Sales revenues are recognised when it is sufficiently likely that economic benefits will flow to the Group and the amount of the sales revenues can be reliably determined. The revenues include the consideration received or receivable, not including cash discounts, discounts and trade bonuses. Trade bonuses are normally based on total sales revenues generated in a year and are granted retrospectively. Variable consideration is determined on the basis of the most probable amount. Sales revenues are only recognised in the amount that is highly probable of not being reversed to any significant extent. Obligations arising from trade bonuses still to be granted are reported under other provisions. The payment terms are determined on the basis of local circumstances and are always shorter than one year. There are no significant financing elements.
Operating expenses are recognised in the income statement when the goods or services are utilised or on the date the expenses are incurred. Provisions for warranties are recognised on an individual basis or when the corresponding sales revenues are recognised. Interest income and expenses are recognised in the period in which they accrue or are incurred. Research expenses and development costs not eligible for capitalisation are expensed as incurred. Finance costs are expensed in the period in which they are incurred, unless they can be allocated to the acquisition, construction or manufacture of a qualifying asset.
Use of estimates and assumptions and significant use of management judgement
In preparing the consolidated financial statements, company management must make certain estimates and assumptions which may influence the amounts reported for assets, liabilities and financial obligations as at the balance sheet date, as well as income and expenses for the year under review. The carrying amounts of the items in question are disclosed individually in the relevant notes.

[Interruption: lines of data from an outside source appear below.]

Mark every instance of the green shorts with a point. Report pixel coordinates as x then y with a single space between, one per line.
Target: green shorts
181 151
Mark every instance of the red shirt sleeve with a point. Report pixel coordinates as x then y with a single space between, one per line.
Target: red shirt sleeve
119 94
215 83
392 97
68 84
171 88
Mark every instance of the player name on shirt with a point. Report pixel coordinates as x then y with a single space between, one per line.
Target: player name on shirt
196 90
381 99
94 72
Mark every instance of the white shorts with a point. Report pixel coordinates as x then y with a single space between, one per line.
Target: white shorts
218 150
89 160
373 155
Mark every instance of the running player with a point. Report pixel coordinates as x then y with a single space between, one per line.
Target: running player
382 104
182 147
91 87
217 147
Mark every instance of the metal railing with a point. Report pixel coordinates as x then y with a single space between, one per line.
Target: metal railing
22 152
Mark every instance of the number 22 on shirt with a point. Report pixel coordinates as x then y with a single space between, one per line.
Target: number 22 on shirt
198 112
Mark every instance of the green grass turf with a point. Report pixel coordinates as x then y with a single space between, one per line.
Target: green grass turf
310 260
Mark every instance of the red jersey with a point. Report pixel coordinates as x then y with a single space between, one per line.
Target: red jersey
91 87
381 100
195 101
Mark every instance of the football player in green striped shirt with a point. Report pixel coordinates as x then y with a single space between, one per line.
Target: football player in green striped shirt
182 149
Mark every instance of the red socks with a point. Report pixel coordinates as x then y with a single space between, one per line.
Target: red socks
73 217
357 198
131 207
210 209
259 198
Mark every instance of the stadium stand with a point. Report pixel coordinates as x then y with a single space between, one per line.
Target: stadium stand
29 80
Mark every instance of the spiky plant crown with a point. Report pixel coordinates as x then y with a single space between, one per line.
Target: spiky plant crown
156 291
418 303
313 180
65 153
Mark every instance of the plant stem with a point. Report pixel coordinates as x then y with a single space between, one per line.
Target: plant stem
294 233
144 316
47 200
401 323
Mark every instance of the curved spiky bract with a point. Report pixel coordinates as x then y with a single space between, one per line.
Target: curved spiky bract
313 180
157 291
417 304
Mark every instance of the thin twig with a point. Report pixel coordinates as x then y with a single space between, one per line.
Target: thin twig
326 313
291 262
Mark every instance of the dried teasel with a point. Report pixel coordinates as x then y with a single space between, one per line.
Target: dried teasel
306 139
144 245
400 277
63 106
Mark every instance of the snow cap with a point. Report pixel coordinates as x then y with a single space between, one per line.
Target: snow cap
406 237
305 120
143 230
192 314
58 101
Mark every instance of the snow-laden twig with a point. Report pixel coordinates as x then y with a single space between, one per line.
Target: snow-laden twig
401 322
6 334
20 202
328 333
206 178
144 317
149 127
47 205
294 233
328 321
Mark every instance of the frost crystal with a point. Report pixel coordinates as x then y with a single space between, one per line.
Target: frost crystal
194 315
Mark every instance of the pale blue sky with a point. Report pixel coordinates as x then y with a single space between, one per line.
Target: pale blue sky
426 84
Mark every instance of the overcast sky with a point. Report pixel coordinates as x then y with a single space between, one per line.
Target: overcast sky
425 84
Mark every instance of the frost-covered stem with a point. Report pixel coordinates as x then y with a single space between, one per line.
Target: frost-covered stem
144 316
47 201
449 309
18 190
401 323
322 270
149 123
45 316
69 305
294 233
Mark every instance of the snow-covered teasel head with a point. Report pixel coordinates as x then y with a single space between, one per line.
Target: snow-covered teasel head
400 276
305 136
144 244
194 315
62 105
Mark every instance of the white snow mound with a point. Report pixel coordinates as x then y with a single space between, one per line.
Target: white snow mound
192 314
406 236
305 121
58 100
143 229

The assumptions and estimates the management made to the best of their knowledge could have been made differently for equally plausible reasons. The assumptions made may alter over time and hence have a material effect on the net assets, financial position and profit or loss. Management is confident that the assumptions and estimates made are appropriate.
The following items in particular are subject to assumptions and estimates made by corporate management.
For intangible assets and property, plant and equipment, the assumptions and estimates made by management relate in particular to the useful life, whether there are indications of impairment, and the recoverable amount of an impaired asset. Additional assumptions are made in relation to the discount rate for right-of-use assets.
When goodwill and capitalised uncompleted development projects are subjected to the annual impairment test, assumptions must be made about future profit or loss levels and the resulting cash flow to be expected in the underlying cash-generating units or group of cash-generating units in order to determine the recoverable amount. Projects still under development additionally require assumptions about costs still to be incurred and the period to completion.
Discretionary decisions are taken by management in reviewing the business model for classifying and measuring financial assets. The impairment losses on financial assets are based on assumptions about the risk of default and expected loss rates. Management uses judgement in making these assumptions and selecting the inputs for calculating the impairment loss, based on past experience, existing market conditions and forward-looking estimates as at the end of each reporting period.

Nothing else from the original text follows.